Carrying the Torch
By Dr. Catherine Zahn, President & CEO of CAMH
Coming into the CAMH grounds bearing the Pan Am Torch was a moving experience for me. The crowd lining the entryway; our own Dr. David Goldbloom emceeing the event; the Archway Singers behind him on the stage – it was overwhelming. Those of you who were in attendance know that I could barely speak! I think it was the hopeful symbolism of lighting the torch, protecting it on its journey and bringing that emblem of hope right into CAMH that moved me so profoundly.
Ten years ago CAMH would not have been considered a destination for such a public event. This is just one more piece of evidence that our work is making a difference; evidence that work to advance the social cause of mental health is creating positive change. The change feels too slow to most of us, but on July 9th it felt tangible and real. I sensed that the event energized everyone present and it certainly inspired me to work hard to keep the promises CAMH makes to those we serve.

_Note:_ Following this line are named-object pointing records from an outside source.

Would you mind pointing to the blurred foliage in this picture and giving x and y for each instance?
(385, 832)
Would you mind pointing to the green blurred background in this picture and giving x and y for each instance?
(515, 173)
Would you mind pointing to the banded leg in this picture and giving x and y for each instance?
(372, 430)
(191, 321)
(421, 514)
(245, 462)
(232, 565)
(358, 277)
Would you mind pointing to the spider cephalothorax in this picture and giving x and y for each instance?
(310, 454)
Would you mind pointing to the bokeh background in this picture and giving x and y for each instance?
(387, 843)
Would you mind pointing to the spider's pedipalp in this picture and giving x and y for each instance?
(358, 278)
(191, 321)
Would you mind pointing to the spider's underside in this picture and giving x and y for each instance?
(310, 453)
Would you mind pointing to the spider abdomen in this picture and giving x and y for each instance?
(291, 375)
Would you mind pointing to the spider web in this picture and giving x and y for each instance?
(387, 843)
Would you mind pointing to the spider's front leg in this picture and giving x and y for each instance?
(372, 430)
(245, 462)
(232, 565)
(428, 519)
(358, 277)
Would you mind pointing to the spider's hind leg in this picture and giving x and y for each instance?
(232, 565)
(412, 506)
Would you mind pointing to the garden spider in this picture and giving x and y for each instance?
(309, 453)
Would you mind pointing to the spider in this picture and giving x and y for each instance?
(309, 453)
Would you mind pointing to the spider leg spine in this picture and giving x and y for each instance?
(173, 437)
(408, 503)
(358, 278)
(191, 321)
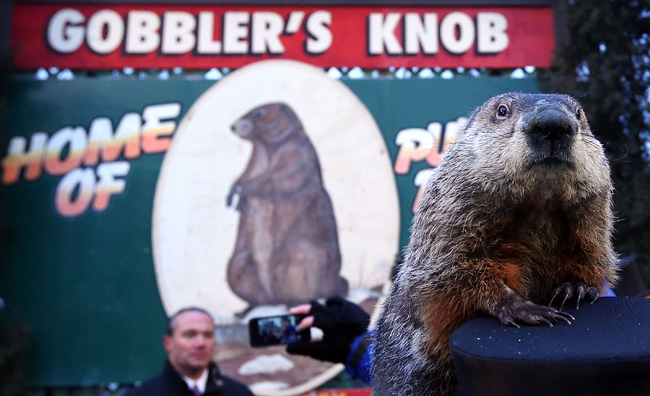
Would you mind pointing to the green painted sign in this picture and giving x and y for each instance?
(95, 232)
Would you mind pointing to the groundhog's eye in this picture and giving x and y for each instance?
(502, 112)
(578, 113)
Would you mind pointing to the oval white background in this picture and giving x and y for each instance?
(194, 231)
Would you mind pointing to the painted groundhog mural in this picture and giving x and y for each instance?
(287, 248)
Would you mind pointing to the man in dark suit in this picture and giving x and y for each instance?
(189, 370)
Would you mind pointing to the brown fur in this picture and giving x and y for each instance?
(518, 210)
(287, 249)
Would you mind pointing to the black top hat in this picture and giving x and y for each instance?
(605, 351)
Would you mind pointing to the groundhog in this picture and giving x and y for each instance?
(287, 248)
(515, 220)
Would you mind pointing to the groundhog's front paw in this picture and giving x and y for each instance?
(516, 308)
(234, 190)
(568, 290)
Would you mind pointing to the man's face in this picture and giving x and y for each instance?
(191, 345)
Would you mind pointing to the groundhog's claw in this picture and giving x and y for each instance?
(568, 290)
(519, 309)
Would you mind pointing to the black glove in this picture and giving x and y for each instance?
(341, 322)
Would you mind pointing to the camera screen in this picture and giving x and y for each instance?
(277, 330)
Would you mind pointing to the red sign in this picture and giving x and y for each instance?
(96, 37)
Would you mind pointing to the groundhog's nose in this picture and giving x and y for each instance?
(552, 124)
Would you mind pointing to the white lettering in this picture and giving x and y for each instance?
(381, 33)
(178, 32)
(492, 37)
(64, 33)
(421, 33)
(457, 33)
(235, 32)
(266, 29)
(109, 21)
(142, 32)
(206, 44)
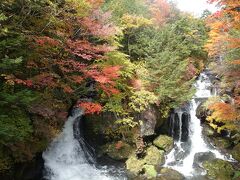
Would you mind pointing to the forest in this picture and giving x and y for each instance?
(128, 64)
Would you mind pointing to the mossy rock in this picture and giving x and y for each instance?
(208, 131)
(149, 171)
(236, 152)
(218, 169)
(154, 156)
(117, 153)
(170, 174)
(134, 165)
(164, 142)
(222, 143)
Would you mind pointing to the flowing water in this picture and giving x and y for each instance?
(181, 158)
(68, 157)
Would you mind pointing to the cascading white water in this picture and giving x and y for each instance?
(67, 159)
(196, 143)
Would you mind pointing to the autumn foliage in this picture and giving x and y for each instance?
(90, 107)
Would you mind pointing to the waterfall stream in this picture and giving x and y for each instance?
(181, 158)
(68, 158)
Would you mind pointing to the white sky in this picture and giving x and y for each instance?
(196, 7)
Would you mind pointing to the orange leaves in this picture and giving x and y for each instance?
(77, 79)
(119, 145)
(98, 24)
(105, 78)
(160, 11)
(86, 50)
(90, 107)
(236, 62)
(222, 112)
(68, 89)
(220, 23)
(44, 40)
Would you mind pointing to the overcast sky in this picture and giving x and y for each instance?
(195, 6)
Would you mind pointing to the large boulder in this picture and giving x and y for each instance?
(169, 174)
(149, 121)
(147, 165)
(199, 158)
(221, 143)
(134, 165)
(154, 156)
(149, 171)
(208, 130)
(117, 151)
(218, 169)
(164, 142)
(236, 152)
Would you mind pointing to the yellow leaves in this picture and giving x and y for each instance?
(222, 112)
(235, 62)
(132, 21)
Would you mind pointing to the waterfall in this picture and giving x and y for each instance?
(68, 158)
(181, 158)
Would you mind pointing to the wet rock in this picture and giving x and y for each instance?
(236, 152)
(164, 142)
(117, 151)
(134, 165)
(203, 156)
(199, 158)
(221, 143)
(149, 171)
(207, 130)
(169, 174)
(185, 126)
(218, 169)
(154, 156)
(149, 121)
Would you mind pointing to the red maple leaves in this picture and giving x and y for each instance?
(90, 107)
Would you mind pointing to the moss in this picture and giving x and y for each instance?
(134, 165)
(164, 142)
(118, 150)
(222, 143)
(236, 152)
(150, 171)
(219, 169)
(154, 156)
(170, 174)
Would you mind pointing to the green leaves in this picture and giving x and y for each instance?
(141, 100)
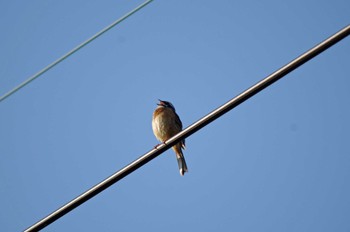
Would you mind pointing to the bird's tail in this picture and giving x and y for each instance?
(180, 159)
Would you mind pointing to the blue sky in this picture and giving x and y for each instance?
(278, 162)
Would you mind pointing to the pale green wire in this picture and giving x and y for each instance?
(30, 79)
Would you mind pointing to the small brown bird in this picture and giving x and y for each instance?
(165, 124)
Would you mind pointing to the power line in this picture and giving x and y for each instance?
(191, 129)
(47, 68)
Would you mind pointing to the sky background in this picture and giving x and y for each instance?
(278, 162)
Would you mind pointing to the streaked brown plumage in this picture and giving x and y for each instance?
(165, 124)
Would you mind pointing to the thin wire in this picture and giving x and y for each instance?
(30, 79)
(191, 129)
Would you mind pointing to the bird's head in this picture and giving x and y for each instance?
(165, 104)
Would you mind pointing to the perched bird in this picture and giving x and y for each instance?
(165, 124)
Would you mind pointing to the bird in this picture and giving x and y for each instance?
(165, 124)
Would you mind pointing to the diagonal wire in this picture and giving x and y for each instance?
(191, 129)
(47, 68)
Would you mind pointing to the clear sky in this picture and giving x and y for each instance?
(278, 162)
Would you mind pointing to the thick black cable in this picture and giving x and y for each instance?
(191, 129)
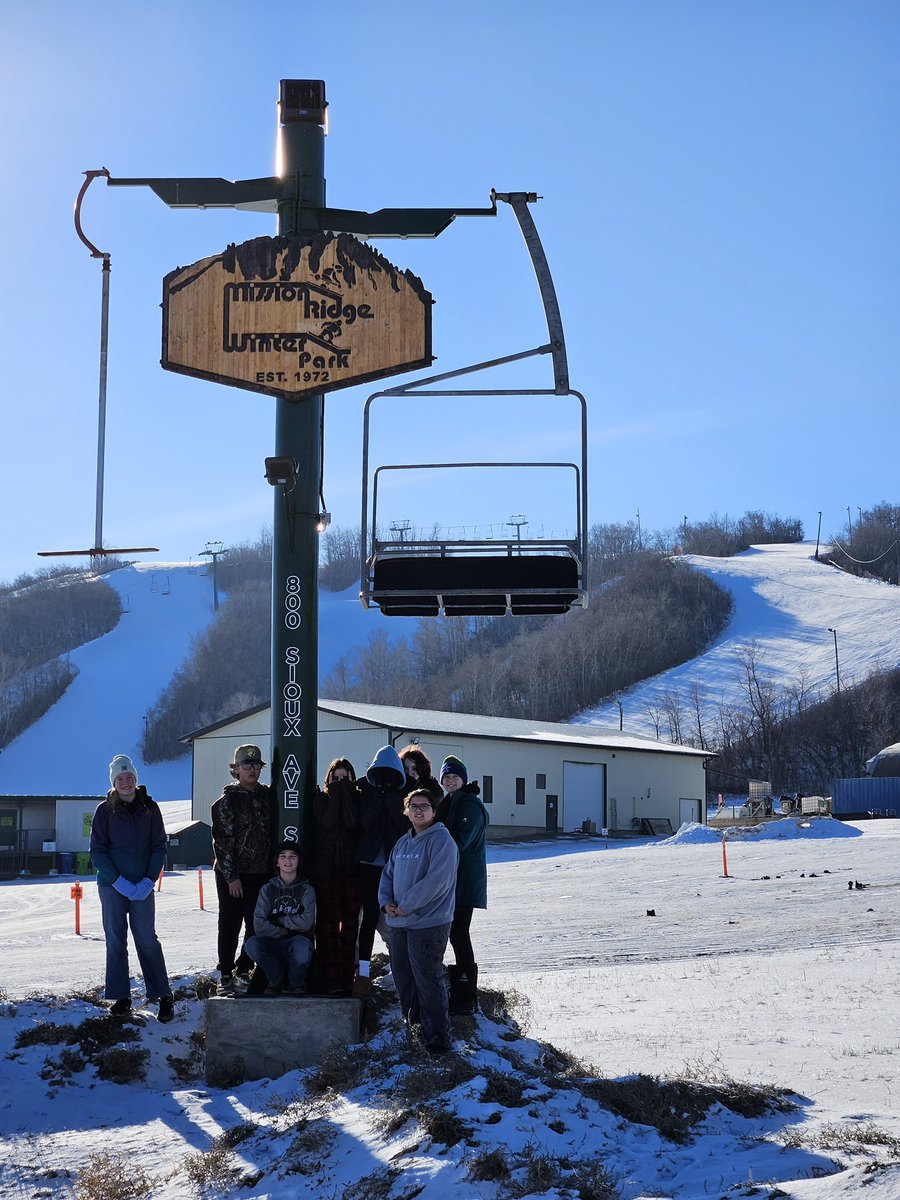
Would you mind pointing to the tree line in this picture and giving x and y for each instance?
(42, 618)
(870, 546)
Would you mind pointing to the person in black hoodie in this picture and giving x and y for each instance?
(383, 822)
(418, 767)
(129, 852)
(334, 871)
(466, 817)
(283, 922)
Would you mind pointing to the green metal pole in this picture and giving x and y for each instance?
(298, 436)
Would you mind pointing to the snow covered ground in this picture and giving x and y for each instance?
(785, 605)
(121, 675)
(778, 975)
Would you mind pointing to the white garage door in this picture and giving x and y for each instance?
(583, 795)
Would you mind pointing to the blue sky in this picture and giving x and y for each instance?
(720, 191)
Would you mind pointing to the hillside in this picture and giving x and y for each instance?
(166, 606)
(785, 605)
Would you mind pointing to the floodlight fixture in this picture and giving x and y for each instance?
(281, 472)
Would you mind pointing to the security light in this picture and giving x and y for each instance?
(281, 472)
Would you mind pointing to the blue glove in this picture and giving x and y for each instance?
(143, 889)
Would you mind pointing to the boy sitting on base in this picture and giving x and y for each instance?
(283, 922)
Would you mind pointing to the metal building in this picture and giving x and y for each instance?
(535, 777)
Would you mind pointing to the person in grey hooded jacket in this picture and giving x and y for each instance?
(382, 822)
(417, 894)
(283, 924)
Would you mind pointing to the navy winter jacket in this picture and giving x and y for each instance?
(127, 839)
(466, 817)
(382, 815)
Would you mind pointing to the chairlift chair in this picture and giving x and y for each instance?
(483, 576)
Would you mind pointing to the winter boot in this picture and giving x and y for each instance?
(463, 999)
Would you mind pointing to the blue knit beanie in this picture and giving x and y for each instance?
(454, 766)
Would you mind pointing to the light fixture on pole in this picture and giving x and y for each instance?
(281, 472)
(214, 549)
(837, 664)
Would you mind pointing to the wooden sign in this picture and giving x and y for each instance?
(295, 316)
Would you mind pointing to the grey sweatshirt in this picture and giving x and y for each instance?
(420, 876)
(286, 909)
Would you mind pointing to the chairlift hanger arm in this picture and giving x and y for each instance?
(90, 175)
(263, 196)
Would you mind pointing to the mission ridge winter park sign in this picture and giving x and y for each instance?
(295, 316)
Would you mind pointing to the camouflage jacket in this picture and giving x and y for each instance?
(243, 832)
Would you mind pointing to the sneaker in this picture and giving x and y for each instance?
(361, 988)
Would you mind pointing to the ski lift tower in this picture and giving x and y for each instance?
(297, 316)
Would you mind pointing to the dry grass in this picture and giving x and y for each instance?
(123, 1065)
(489, 1165)
(108, 1177)
(504, 1089)
(211, 1168)
(376, 1186)
(511, 1008)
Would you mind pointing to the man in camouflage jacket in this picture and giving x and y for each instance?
(243, 849)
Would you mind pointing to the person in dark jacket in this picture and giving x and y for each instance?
(417, 897)
(418, 767)
(283, 922)
(466, 817)
(335, 876)
(383, 821)
(243, 850)
(129, 852)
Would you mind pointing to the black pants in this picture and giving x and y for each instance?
(370, 879)
(234, 912)
(460, 937)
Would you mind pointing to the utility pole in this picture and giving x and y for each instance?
(837, 664)
(211, 552)
(295, 549)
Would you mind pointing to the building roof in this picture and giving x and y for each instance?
(425, 720)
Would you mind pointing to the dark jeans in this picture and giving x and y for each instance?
(118, 915)
(233, 913)
(460, 937)
(370, 877)
(281, 955)
(418, 966)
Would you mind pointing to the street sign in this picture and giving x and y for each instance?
(295, 316)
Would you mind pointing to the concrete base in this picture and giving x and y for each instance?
(259, 1037)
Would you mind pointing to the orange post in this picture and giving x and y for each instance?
(76, 892)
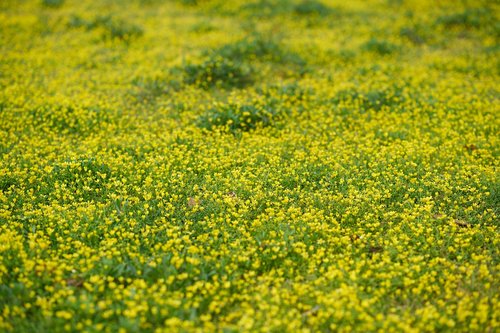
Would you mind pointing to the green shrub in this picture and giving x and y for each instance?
(218, 72)
(239, 117)
(470, 18)
(311, 7)
(52, 3)
(381, 47)
(113, 28)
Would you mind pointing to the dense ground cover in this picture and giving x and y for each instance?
(249, 166)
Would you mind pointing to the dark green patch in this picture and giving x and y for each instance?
(471, 18)
(52, 3)
(381, 47)
(312, 7)
(218, 72)
(117, 29)
(239, 118)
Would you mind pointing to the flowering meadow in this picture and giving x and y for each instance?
(249, 166)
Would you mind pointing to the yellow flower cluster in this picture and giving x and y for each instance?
(263, 166)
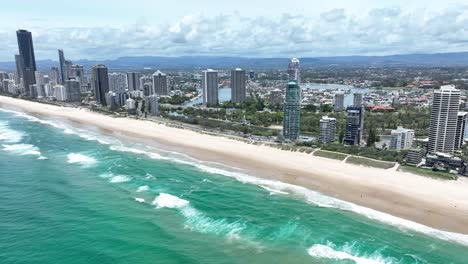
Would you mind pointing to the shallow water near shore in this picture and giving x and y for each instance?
(71, 195)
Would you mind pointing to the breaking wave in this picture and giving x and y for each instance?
(274, 187)
(328, 252)
(9, 135)
(196, 220)
(81, 159)
(24, 149)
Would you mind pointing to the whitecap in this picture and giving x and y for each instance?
(143, 188)
(140, 200)
(24, 149)
(196, 220)
(273, 191)
(166, 200)
(9, 135)
(81, 159)
(119, 179)
(327, 252)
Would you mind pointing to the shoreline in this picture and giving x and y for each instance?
(439, 204)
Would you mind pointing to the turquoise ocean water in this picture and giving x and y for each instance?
(71, 195)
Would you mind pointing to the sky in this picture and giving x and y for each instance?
(108, 29)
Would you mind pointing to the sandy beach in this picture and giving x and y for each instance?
(435, 203)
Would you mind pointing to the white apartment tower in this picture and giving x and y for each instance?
(444, 116)
(401, 138)
(327, 130)
(209, 86)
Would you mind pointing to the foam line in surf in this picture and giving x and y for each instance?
(327, 252)
(77, 158)
(24, 149)
(308, 195)
(196, 220)
(9, 135)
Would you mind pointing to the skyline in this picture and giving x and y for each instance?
(335, 29)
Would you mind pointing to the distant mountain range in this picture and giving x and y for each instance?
(216, 62)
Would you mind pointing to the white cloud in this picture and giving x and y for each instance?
(332, 33)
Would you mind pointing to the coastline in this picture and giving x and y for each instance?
(439, 204)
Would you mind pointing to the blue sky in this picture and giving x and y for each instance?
(103, 29)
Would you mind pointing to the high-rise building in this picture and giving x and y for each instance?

Recently, I saw media coverage from Olympic champion kayaker Adam van Koeverden. He called for Torontonians to resist knee-jerk complaints about the inconveniences of a major civic event like the Pan Am Games. He chooses to focus on the benefits beyond sport that accrue to the host community. On the practical side, major games provide deadlines that push communities to complete infrastructure and event venues. On the ideological side, they may, as in the Beijing and Sochi Olympics, shine a light on equity and human rights records of their host.
I’m sure the Pan Am Torch event on Thursday caused a traffic jam. On the other hand, we saw – up close and personal – the joy of participation, not only in the run, but also in the city building and social change!